A new kind of theme park put Anaheim on the map 57 years ago this week. Three months after Jonas Salk's vaccine removed the domestic threat of polio — and parents' related fear of exposing their children to large crowds — a mid-century entertainment mogul welcomed throngs to what he called “the happiest place on Earth.”

Before Disneyland opened, amusement parks were stay-put versions of traveling carnivals, strewn with roller coasters and Ferris wheels, freak shows and games of chance.

Not even 20 years after Walt Disney defied skeptics and scored a hit with the first feature-length animated movie (“Snow White and the Seven Dwarfs”), he changed the way Americans thought about theme parks. Disneyland was a squeaky-clean, candy-colored family entertainment venue. It evoked sanitized nostalgia for times gone by, with Frontierland and Tom Sawyer’s Island, and offered a glimpse at a streamlined future with the Monorail and Tomorrowland.
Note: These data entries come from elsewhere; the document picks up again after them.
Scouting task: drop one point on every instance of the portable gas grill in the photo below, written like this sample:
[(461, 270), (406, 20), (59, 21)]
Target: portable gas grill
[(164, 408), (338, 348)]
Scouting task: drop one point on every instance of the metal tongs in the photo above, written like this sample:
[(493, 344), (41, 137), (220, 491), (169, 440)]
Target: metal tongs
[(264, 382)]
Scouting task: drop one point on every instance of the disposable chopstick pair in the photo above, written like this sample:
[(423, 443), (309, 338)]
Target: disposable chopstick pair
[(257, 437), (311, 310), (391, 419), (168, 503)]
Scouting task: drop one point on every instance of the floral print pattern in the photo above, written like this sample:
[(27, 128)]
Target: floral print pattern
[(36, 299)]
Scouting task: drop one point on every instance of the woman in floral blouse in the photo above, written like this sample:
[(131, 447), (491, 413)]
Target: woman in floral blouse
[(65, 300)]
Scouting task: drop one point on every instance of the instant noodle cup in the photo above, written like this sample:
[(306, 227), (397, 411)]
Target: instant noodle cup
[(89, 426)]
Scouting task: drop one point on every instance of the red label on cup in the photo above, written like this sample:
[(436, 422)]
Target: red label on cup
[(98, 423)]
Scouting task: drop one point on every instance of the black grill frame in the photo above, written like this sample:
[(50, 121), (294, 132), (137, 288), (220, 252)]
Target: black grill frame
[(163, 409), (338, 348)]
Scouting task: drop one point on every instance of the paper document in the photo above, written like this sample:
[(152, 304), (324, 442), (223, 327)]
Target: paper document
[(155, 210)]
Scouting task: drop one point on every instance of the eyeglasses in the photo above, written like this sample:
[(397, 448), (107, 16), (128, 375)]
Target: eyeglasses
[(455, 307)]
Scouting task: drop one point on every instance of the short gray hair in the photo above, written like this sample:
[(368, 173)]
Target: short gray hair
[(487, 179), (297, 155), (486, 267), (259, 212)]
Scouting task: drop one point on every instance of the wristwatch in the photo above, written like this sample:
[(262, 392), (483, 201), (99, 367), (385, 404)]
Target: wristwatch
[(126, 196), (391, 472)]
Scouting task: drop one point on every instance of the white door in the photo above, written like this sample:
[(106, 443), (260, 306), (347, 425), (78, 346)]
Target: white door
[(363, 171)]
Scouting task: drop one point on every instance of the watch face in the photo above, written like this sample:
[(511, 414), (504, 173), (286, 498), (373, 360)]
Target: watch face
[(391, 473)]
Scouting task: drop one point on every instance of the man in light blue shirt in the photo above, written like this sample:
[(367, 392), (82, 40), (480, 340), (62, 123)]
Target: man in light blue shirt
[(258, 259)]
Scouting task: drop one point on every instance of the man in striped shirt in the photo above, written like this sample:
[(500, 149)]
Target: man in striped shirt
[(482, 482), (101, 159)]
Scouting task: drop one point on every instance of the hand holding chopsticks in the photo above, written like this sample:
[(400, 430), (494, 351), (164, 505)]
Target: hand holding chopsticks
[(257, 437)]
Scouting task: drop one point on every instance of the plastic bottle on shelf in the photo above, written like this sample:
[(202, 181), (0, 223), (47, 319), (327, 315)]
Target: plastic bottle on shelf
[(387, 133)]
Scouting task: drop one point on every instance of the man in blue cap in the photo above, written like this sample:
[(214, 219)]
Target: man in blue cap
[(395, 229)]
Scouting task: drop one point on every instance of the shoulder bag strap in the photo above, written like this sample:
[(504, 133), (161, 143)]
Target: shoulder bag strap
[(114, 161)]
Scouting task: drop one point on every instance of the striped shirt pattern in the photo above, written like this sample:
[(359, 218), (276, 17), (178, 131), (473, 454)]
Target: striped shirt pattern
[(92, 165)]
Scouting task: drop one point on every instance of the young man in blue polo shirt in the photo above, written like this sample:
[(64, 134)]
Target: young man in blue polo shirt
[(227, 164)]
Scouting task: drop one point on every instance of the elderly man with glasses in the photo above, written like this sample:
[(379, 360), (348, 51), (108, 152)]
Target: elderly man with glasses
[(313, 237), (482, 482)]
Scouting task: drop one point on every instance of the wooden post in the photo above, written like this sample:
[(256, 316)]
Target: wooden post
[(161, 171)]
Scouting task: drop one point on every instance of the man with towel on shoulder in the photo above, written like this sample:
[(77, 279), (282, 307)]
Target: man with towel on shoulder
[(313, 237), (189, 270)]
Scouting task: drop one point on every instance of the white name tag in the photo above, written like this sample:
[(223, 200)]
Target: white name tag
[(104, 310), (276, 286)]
Californians of a certain age associate the term "E ticket" not with online flight bookings, but with the coolest rides at the Disneyland of their youth.

Over the years the number of attractions has grown from the original 20, and crowds have grown much bigger than the opening day’s 33,000. But the Disneyland model helped launch an international theme park industry – and helped Orange County gain stature as an international travel destination.